Tractor Supply Co (TSCO) is not a strong buy at the moment for a beginner investor with a long-term strategy. The stock is facing near-term challenges, including weak financial performance, bearish technical indicators, and mixed analyst sentiment. While there are some positive catalysts, such as dividend growth and hedge fund buying, these are outweighed by the negative catalysts, including declining margins, insider selling, and reduced price targets by analysts. It is better to wait for more clarity on the company's performance and market conditions before making a decision.
The technical indicators for TSCO are bearish. The MACD histogram is negative and contracting, the RSI is neutral at 31.785, and the moving averages indicate a bearish trend (SMA_200 > SMA_20 > SMA_5). Key support and resistance levels are at S1: 44.88 and R1: 48.486, with the stock trading near its support levels.

Hedge funds are significantly increasing their positions, with a 15983.33% increase in buying over the last quarter.
The company raised its dividend by 4.3%, marking the 17th consecutive year of growth.
Positive community engagement through initiatives like the Grants for Growing fundraiser.
Insiders are selling heavily, with a 1295.87% increase in selling over the last month.
Analysts have lowered price targets across the board, citing weak Q4 results, margin pressure, and a challenging consumer environment.

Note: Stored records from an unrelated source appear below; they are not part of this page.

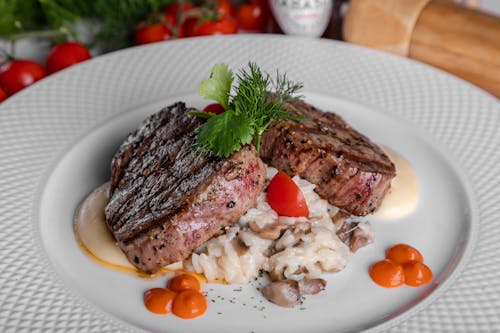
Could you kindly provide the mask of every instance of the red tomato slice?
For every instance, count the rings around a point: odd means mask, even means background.
[[[47,76],[42,65],[31,60],[14,60],[0,68],[0,86],[10,96]]]
[[[47,56],[47,71],[54,73],[90,59],[89,50],[78,42],[64,42],[54,46]]]
[[[0,87],[0,103],[7,99],[7,93]]]
[[[215,114],[221,114],[224,111],[226,111],[226,110],[224,110],[224,107],[222,105],[220,105],[219,103],[208,104],[203,109],[203,112],[212,112]]]
[[[267,201],[280,216],[307,217],[306,199],[295,182],[284,172],[278,172],[267,187]]]

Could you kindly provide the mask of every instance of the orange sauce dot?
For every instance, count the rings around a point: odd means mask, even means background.
[[[391,260],[376,262],[370,267],[372,280],[385,288],[395,288],[404,284],[403,267]]]
[[[172,312],[183,319],[201,316],[207,310],[207,300],[199,291],[188,289],[177,294],[172,304]]]
[[[168,288],[175,292],[181,292],[184,290],[196,290],[200,291],[201,285],[200,281],[192,275],[180,274],[174,276],[170,281],[168,281]]]
[[[387,250],[385,257],[398,264],[409,261],[424,262],[422,254],[414,247],[407,244],[396,244]]]
[[[432,271],[427,265],[410,261],[403,265],[405,283],[412,287],[423,286],[432,280]]]
[[[156,314],[172,312],[172,304],[177,294],[167,288],[153,288],[144,293],[144,305]]]

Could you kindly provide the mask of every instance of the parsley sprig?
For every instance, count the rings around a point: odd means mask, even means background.
[[[210,77],[202,81],[199,94],[221,104],[225,112],[191,112],[191,115],[208,118],[199,129],[196,144],[202,152],[218,157],[228,157],[245,144],[254,143],[260,148],[262,134],[276,119],[300,120],[283,108],[283,104],[297,99],[302,84],[287,79],[286,74],[276,73],[273,80],[255,63],[234,75],[225,64],[215,65]]]

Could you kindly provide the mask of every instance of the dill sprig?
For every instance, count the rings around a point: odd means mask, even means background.
[[[231,95],[233,72],[225,64],[215,65],[210,77],[200,84],[202,97],[214,100],[225,108],[219,115],[192,112],[209,118],[197,134],[196,144],[201,151],[228,157],[245,144],[254,143],[260,149],[262,134],[273,120],[294,119],[283,104],[299,98],[302,84],[294,83],[286,74],[276,73],[273,80],[255,63],[248,64],[236,75],[237,87]]]

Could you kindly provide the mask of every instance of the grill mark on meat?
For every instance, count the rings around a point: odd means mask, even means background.
[[[176,103],[146,119],[114,156],[106,222],[129,261],[151,273],[237,221],[264,186],[253,146],[227,159],[195,152],[203,120]]]
[[[373,212],[395,176],[387,155],[338,115],[301,101],[285,107],[307,119],[271,123],[262,137],[261,157],[316,184],[322,198],[351,214]]]

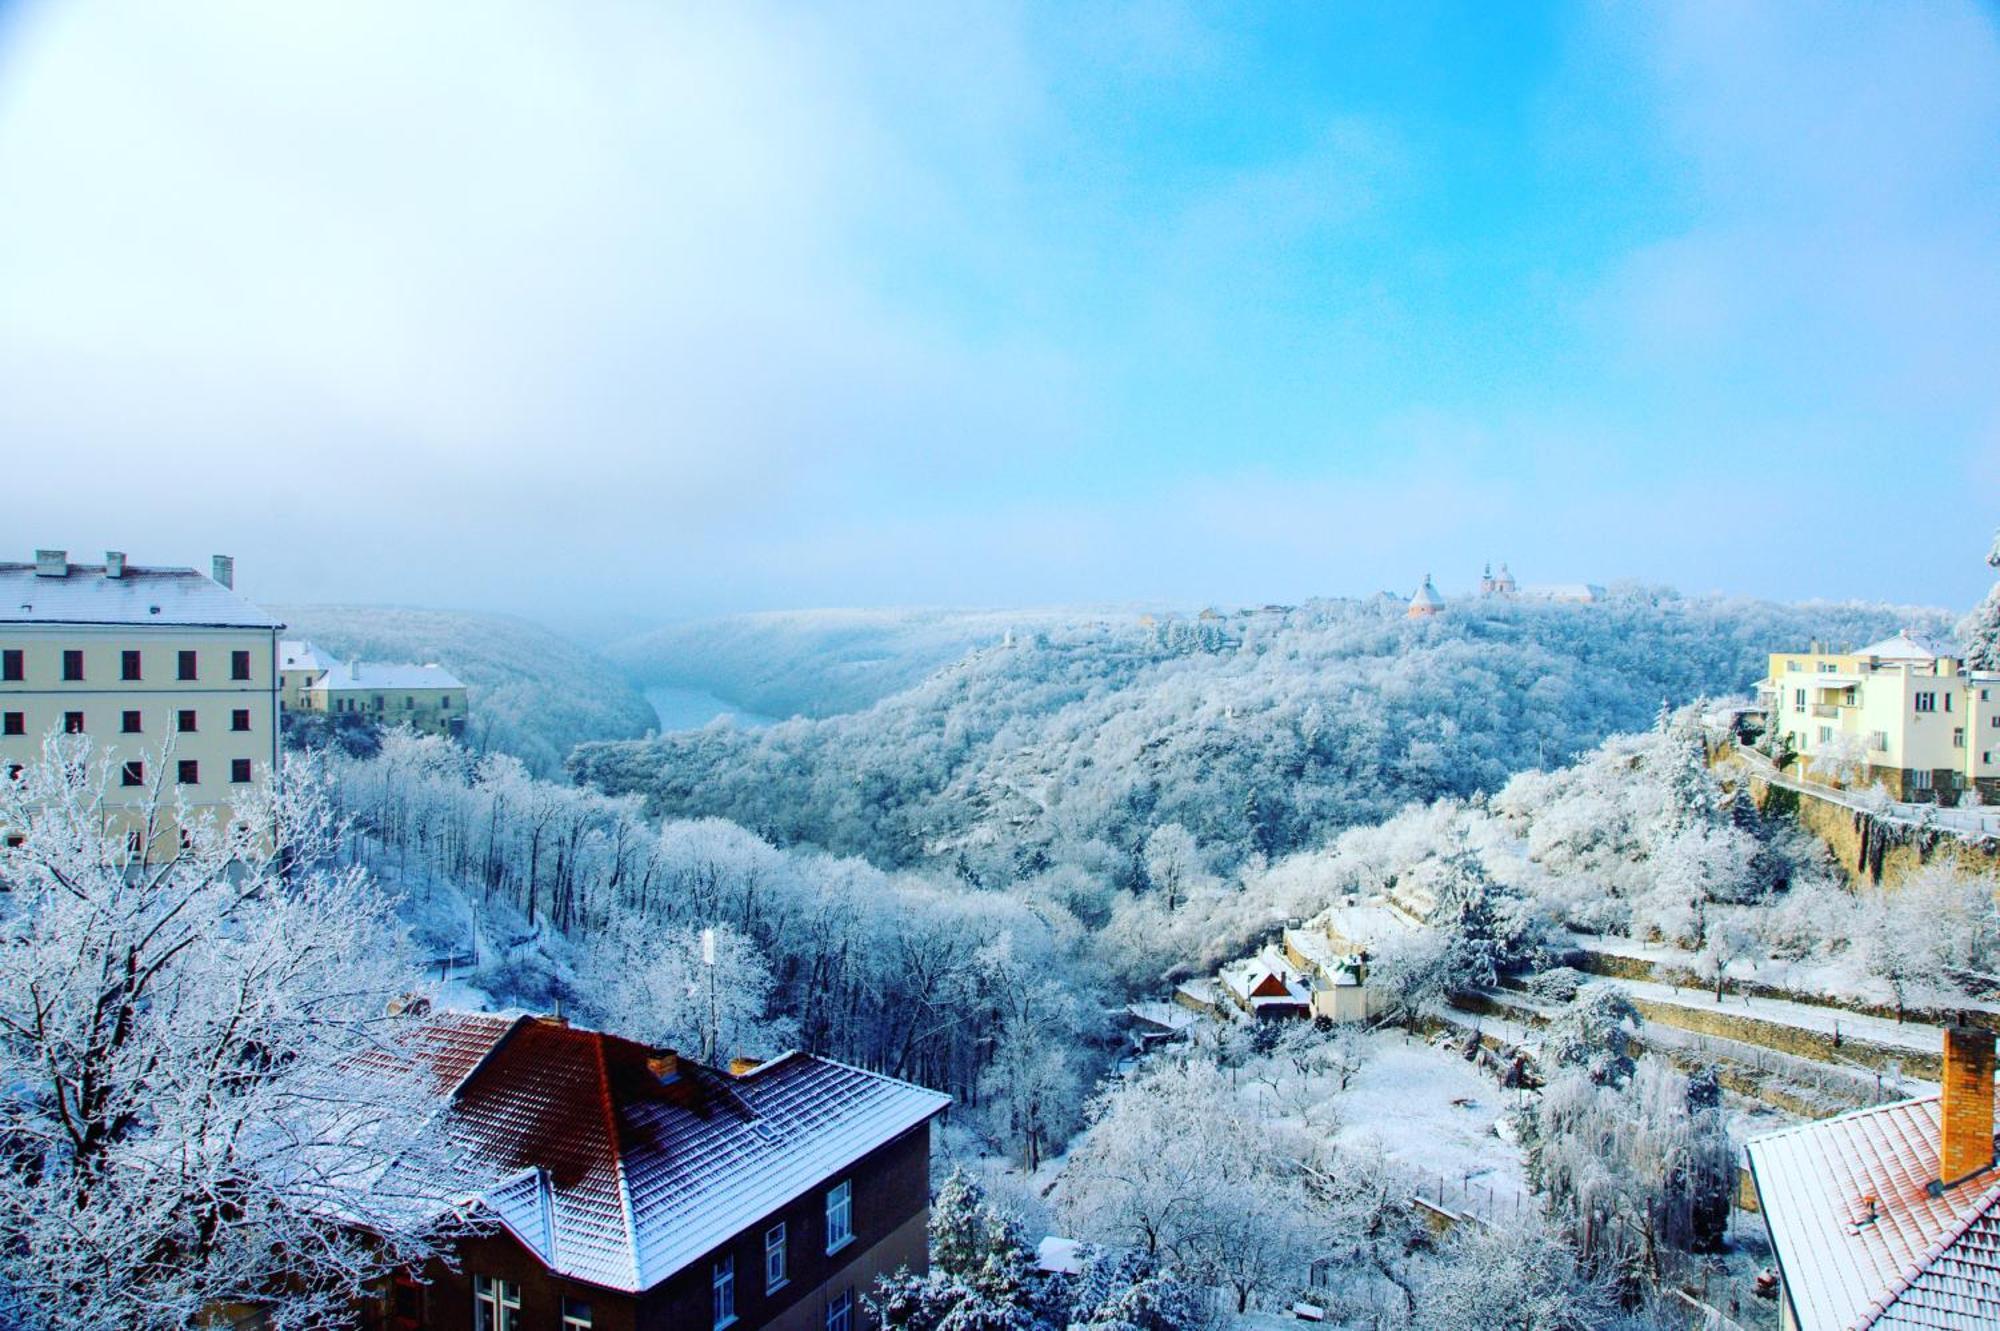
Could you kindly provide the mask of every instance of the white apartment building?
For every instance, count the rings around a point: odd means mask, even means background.
[[[1899,800],[2000,800],[2000,674],[1898,633],[1854,652],[1779,652],[1759,684],[1799,773]]]

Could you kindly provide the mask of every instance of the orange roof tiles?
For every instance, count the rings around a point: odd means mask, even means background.
[[[1939,1098],[1749,1144],[1799,1331],[2000,1326],[2000,1174],[1934,1191]]]

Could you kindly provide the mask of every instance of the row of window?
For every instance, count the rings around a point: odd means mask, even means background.
[[[417,700],[415,697],[407,693],[403,695],[404,711],[414,711],[416,706]],[[335,698],[333,700],[333,710],[336,712],[379,712],[382,710],[382,695],[379,693],[374,695],[372,707],[364,704],[359,698]],[[451,695],[449,693],[439,695],[438,710],[441,712],[449,712],[451,710]]]
[[[782,1228],[782,1226],[781,1226]],[[720,1271],[720,1267],[718,1267]],[[727,1326],[736,1320],[735,1271],[732,1267],[728,1276],[729,1313],[724,1320],[721,1303],[716,1312],[717,1326]],[[717,1298],[723,1297],[725,1288],[723,1277],[716,1277]],[[503,1280],[498,1276],[474,1276],[472,1278],[472,1325],[473,1331],[521,1331],[521,1284],[516,1280]],[[582,1299],[565,1296],[562,1301],[562,1331],[591,1331],[595,1325],[590,1305]],[[826,1331],[854,1331],[854,1289],[849,1286],[831,1295],[826,1301]]]
[[[247,785],[251,780],[251,760],[231,758],[229,760],[229,781],[232,785]],[[182,786],[201,784],[201,760],[198,758],[177,758],[174,760],[174,782]],[[146,764],[137,759],[124,764],[118,770],[118,783],[124,786],[146,784]]]
[[[0,651],[0,681],[19,684],[28,677],[26,654],[18,647]],[[83,673],[83,650],[67,647],[62,654],[62,677],[65,684],[85,682]],[[128,647],[118,653],[118,678],[128,683],[146,678],[145,653]],[[174,678],[182,681],[201,678],[201,653],[181,650],[174,653]],[[247,680],[250,678],[250,653],[232,651],[229,653],[229,678]]]
[[[854,1181],[842,1179],[826,1190],[826,1250],[839,1252],[854,1241]],[[716,1331],[736,1320],[736,1256],[726,1253],[710,1272],[714,1293]],[[764,1231],[764,1292],[775,1294],[790,1283],[786,1252],[785,1224],[781,1220]],[[852,1292],[836,1296],[827,1304],[827,1331],[848,1331],[853,1317]],[[841,1309],[835,1320],[835,1308]]]
[[[200,710],[194,707],[177,707],[173,711],[174,733],[193,735],[201,729]],[[247,734],[250,730],[250,709],[232,707],[229,709],[229,729],[232,734]],[[82,712],[64,712],[62,730],[65,735],[82,735],[84,729]],[[26,712],[0,712],[0,735],[25,735],[28,733]],[[128,707],[118,713],[118,733],[121,735],[143,735],[146,733],[146,717],[142,709]]]

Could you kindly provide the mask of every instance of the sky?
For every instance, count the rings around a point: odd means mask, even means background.
[[[0,0],[0,558],[274,602],[1963,607],[1996,311],[1992,5]]]

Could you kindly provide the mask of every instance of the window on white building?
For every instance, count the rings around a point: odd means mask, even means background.
[[[1832,727],[1832,726],[1821,726],[1821,727],[1819,728],[1819,742],[1820,742],[1820,743],[1822,743],[1822,744],[1831,744],[1831,743],[1833,743],[1833,727]]]
[[[1916,704],[1917,710],[1920,712],[1935,712],[1937,710],[1937,695],[1935,693],[1919,693]]]
[[[826,1331],[854,1331],[852,1289],[843,1289],[826,1301]]]
[[[590,1331],[590,1305],[582,1299],[562,1302],[562,1331]]]
[[[521,1284],[492,1276],[472,1278],[473,1331],[521,1331]]]
[[[1805,709],[1806,709],[1806,691],[1804,689],[1793,689],[1792,710],[1795,712],[1803,712]]]
[[[1951,747],[1954,749],[1965,747],[1965,727],[1953,726],[1951,728]]]
[[[826,1250],[854,1241],[854,1181],[842,1179],[826,1190]]]
[[[1910,789],[1929,790],[1930,788],[1931,788],[1930,768],[1919,767],[1915,771],[1910,773]]]

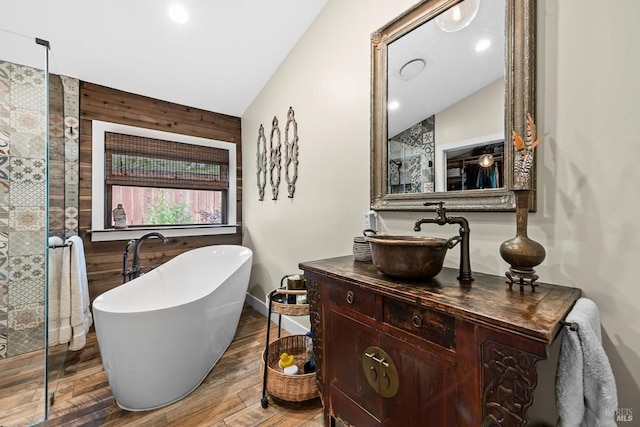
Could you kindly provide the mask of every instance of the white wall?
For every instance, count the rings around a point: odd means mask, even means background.
[[[464,120],[460,121],[460,117]],[[504,133],[504,78],[436,114],[436,145]]]
[[[329,1],[242,116],[243,222],[254,266],[250,292],[264,299],[300,261],[351,253],[369,210],[370,35],[414,0]],[[259,64],[257,64],[259,65]],[[278,117],[284,141],[289,106],[300,145],[295,197],[258,201],[256,141],[267,145]],[[267,180],[268,181],[268,180]]]
[[[329,0],[242,117],[245,243],[255,250],[250,292],[264,298],[298,262],[351,252],[369,204],[370,33],[414,1]],[[541,281],[576,286],[600,307],[619,406],[640,419],[640,1],[538,3],[538,212],[529,235],[547,258]],[[300,172],[295,198],[259,202],[255,141],[296,111]],[[383,213],[389,233],[412,232],[420,213]],[[470,213],[476,271],[503,274],[510,213]],[[449,236],[455,230],[425,228]],[[456,251],[447,265],[458,263]],[[555,351],[555,348],[554,348]],[[553,422],[554,355],[540,363],[530,419]],[[626,423],[626,425],[638,425]]]

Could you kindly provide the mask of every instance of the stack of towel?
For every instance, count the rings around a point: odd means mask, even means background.
[[[68,342],[70,350],[80,350],[86,345],[87,332],[93,324],[89,282],[82,239],[71,236],[67,243],[71,245],[62,252],[58,342]]]
[[[596,304],[580,298],[566,321],[560,343],[556,398],[560,424],[565,426],[616,426],[616,383],[602,348],[600,314]]]

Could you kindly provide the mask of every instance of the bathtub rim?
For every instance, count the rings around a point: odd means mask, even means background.
[[[161,270],[160,271],[156,271],[156,270],[159,270],[163,265],[165,265],[165,264],[167,264],[167,263],[169,263],[171,261],[177,260],[179,257],[181,257],[183,255],[187,255],[190,252],[203,251],[203,250],[210,249],[210,248],[225,248],[225,247],[240,248],[240,250],[238,252],[238,255],[240,255],[241,252],[248,252],[248,255],[246,256],[246,258],[244,258],[238,264],[238,267],[236,268],[236,270],[233,270],[231,272],[231,274],[225,276],[220,281],[220,283],[223,283],[224,281],[228,280],[232,276],[233,272],[243,268],[247,263],[250,263],[250,265],[249,265],[249,269],[250,269],[249,270],[249,274],[251,274],[251,263],[253,262],[253,250],[251,248],[248,248],[248,247],[243,246],[243,245],[208,245],[208,246],[201,246],[201,247],[198,247],[198,248],[193,248],[193,249],[190,249],[188,251],[185,251],[185,252],[182,252],[182,253],[176,255],[175,257],[171,258],[169,261],[161,264],[159,267],[155,268],[154,270],[150,271],[147,274],[154,274],[154,275],[159,274]],[[125,310],[118,311],[118,310],[114,310],[113,308],[105,308],[105,306],[107,304],[111,303],[110,301],[105,301],[107,298],[118,298],[118,297],[120,297],[117,294],[119,292],[122,292],[122,289],[118,290],[119,288],[121,288],[123,286],[126,286],[127,288],[134,287],[134,286],[136,286],[134,284],[136,280],[138,280],[140,278],[143,278],[145,276],[147,277],[147,280],[148,280],[150,276],[147,276],[147,274],[145,274],[145,275],[143,275],[143,276],[141,276],[141,277],[139,277],[137,279],[130,280],[130,281],[126,282],[126,283],[122,283],[122,284],[120,284],[118,286],[115,286],[115,287],[113,287],[113,288],[101,293],[100,295],[98,295],[92,301],[92,303],[91,303],[92,310],[98,310],[98,311],[103,312],[103,313],[112,313],[112,314],[118,314],[118,315],[137,314],[137,313],[153,313],[153,312],[162,311],[162,310],[166,310],[166,309],[173,308],[173,307],[182,307],[182,306],[190,304],[190,303],[192,303],[194,301],[198,301],[200,299],[206,298],[208,295],[211,294],[211,292],[215,291],[215,289],[209,290],[208,292],[200,295],[198,298],[191,299],[191,300],[186,300],[186,301],[183,301],[183,302],[180,302],[180,303],[173,303],[171,305],[165,305],[165,306],[154,307],[154,308],[147,308],[147,309],[142,309],[142,310],[127,309],[126,311]],[[114,294],[116,294],[116,295],[114,296]],[[111,305],[113,305],[113,304],[111,304]]]

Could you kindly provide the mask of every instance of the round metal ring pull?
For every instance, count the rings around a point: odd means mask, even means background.
[[[416,328],[422,326],[422,314],[420,314],[419,311],[416,310],[413,312],[413,316],[411,316],[411,324]]]
[[[353,304],[353,300],[356,298],[353,291],[347,292],[347,303]]]

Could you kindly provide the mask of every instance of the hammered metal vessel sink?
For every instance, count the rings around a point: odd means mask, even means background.
[[[382,273],[400,279],[426,280],[435,277],[444,263],[447,249],[460,236],[447,239],[425,236],[367,236],[371,259]]]

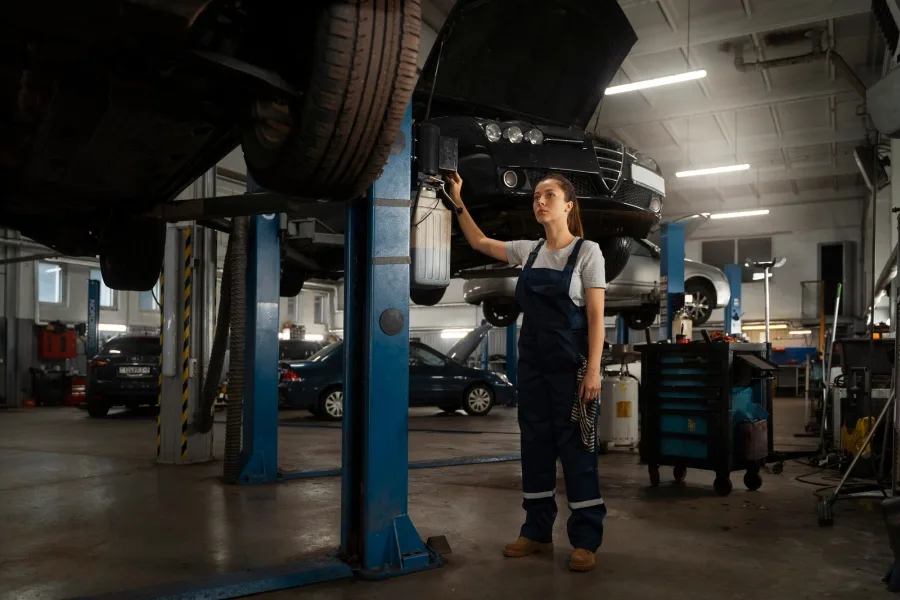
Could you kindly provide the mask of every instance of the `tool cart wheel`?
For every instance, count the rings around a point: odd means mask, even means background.
[[[762,477],[759,476],[759,471],[747,471],[744,473],[744,485],[751,492],[755,492],[761,488]]]
[[[672,469],[672,475],[675,476],[675,481],[684,481],[685,477],[687,477],[687,467],[675,467]]]
[[[653,487],[659,486],[659,466],[650,465],[647,471],[650,473],[650,485]]]
[[[775,475],[781,475],[784,472],[784,461],[778,461],[774,465],[772,465],[772,473]]]
[[[728,475],[718,475],[716,476],[716,480],[713,482],[713,488],[715,488],[716,493],[720,496],[727,496],[731,493],[731,479]]]

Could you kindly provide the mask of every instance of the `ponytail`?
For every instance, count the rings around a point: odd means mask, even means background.
[[[578,196],[575,194],[575,186],[561,173],[550,173],[541,181],[543,182],[551,179],[559,184],[563,194],[566,196],[566,202],[572,203],[572,210],[569,211],[569,217],[566,219],[566,224],[569,226],[569,233],[583,238],[584,227],[581,224],[581,209],[578,208]]]

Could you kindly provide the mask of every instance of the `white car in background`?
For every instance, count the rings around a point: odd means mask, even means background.
[[[635,240],[622,272],[606,288],[606,314],[621,315],[631,329],[650,327],[659,314],[659,248],[649,240]],[[491,277],[492,270],[504,276]],[[484,318],[496,327],[516,321],[521,312],[516,302],[519,269],[471,269],[463,296],[469,304],[483,304]],[[684,261],[684,291],[693,296],[689,308],[694,325],[706,323],[713,311],[731,299],[731,287],[721,269],[693,260]]]

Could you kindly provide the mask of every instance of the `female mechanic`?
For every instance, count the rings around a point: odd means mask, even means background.
[[[583,238],[575,188],[562,175],[548,175],[534,188],[532,209],[544,226],[538,241],[485,236],[465,210],[458,173],[448,177],[447,187],[461,208],[459,226],[472,248],[523,267],[516,285],[523,313],[516,387],[526,516],[519,538],[503,554],[519,558],[552,549],[559,458],[572,511],[569,568],[590,571],[606,516],[594,446],[605,334],[603,253]],[[582,422],[588,423],[584,429]]]

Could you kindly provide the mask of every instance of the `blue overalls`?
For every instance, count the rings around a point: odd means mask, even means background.
[[[522,443],[521,536],[552,541],[556,520],[556,459],[566,482],[569,542],[596,552],[603,541],[606,506],[600,495],[597,453],[587,451],[578,423],[570,419],[577,391],[577,371],[588,355],[587,311],[572,302],[569,285],[583,239],[562,271],[535,269],[541,240],[528,256],[516,285],[522,308],[519,335],[519,429]]]

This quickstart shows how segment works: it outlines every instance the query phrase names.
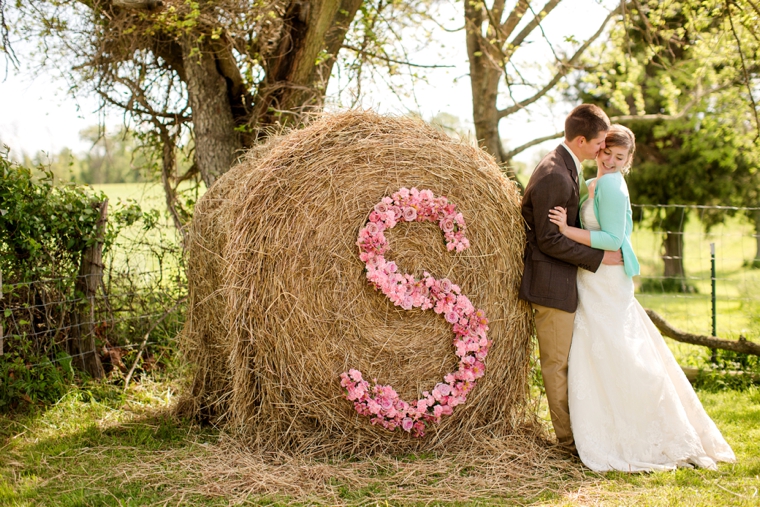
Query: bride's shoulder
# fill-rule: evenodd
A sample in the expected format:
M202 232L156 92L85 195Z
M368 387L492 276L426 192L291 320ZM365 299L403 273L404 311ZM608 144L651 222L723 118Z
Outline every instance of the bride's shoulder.
M625 178L623 178L623 175L617 171L614 173L604 174L597 178L596 188L604 188L609 191L623 194L628 193L628 185L625 183Z

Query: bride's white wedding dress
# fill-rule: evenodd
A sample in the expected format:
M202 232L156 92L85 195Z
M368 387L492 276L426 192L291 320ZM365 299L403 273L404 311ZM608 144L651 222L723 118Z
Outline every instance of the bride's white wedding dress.
M591 199L586 228L599 230ZM568 366L573 436L592 470L716 468L734 453L702 408L623 266L578 270L578 310Z

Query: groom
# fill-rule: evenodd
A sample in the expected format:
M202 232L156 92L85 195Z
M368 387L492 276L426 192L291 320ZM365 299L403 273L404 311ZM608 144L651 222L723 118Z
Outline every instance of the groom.
M587 194L581 162L604 149L610 120L599 107L582 104L565 119L565 140L544 157L528 181L522 201L526 223L525 270L520 299L534 311L541 374L557 443L577 455L567 404L567 358L578 306L578 268L622 264L619 251L606 252L576 243L549 222L549 210L567 209L567 223L580 227L578 200Z

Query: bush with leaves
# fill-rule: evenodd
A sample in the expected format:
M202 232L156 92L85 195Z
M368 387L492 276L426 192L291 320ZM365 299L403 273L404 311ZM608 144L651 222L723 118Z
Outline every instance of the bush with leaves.
M0 152L0 410L55 401L74 379L65 345L80 325L74 314L84 298L76 283L83 252L103 241L107 258L126 228L138 221L144 232L157 226L157 211L144 213L136 202L128 201L114 207L104 235L98 238L99 207L105 199L89 187L56 183L50 171L15 164L7 151ZM177 256L176 248L171 251ZM130 285L123 291L130 294L129 309L148 312L146 305L166 306L157 302L160 297L154 291L137 291L132 287L135 280L125 279L123 273L114 276L112 271L109 283L117 278ZM105 289L101 285L91 314L98 346L108 342L103 335L108 325L98 324L106 320L102 315L113 315L120 309L113 306L123 303L118 297L109 302ZM147 303L135 301L140 294ZM141 333L144 326L131 328Z

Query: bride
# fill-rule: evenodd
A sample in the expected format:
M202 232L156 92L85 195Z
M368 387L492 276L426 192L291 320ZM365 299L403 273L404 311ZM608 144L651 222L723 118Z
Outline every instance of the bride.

The company's financial performance shows declining net income (-3.81% YoY) and EPS (-2.27% YoY), along with a drop in gross margin (-0.59% YoY).
In Q4 2025, TSCO's revenue increased by 3.31% YoY to $3.90 billion. However, net income dropped by 3.81% YoY to $227.41 million, EPS declined by 2.27% YoY to $0.43, and gross margin fell to 31.86%, down 0.59% YoY. These results indicate modest revenue growth but declining profitability.
Analysts have generally lowered their price targets for TSCO, with targets ranging from $53 to $61. The ratings are mixed, with some maintaining Buy or Outperform ratings, while others have downgraded to Hold or Neutral. Analysts cite weak Q4 performance, margin pressure, and a challenging consumer environment as key concerns.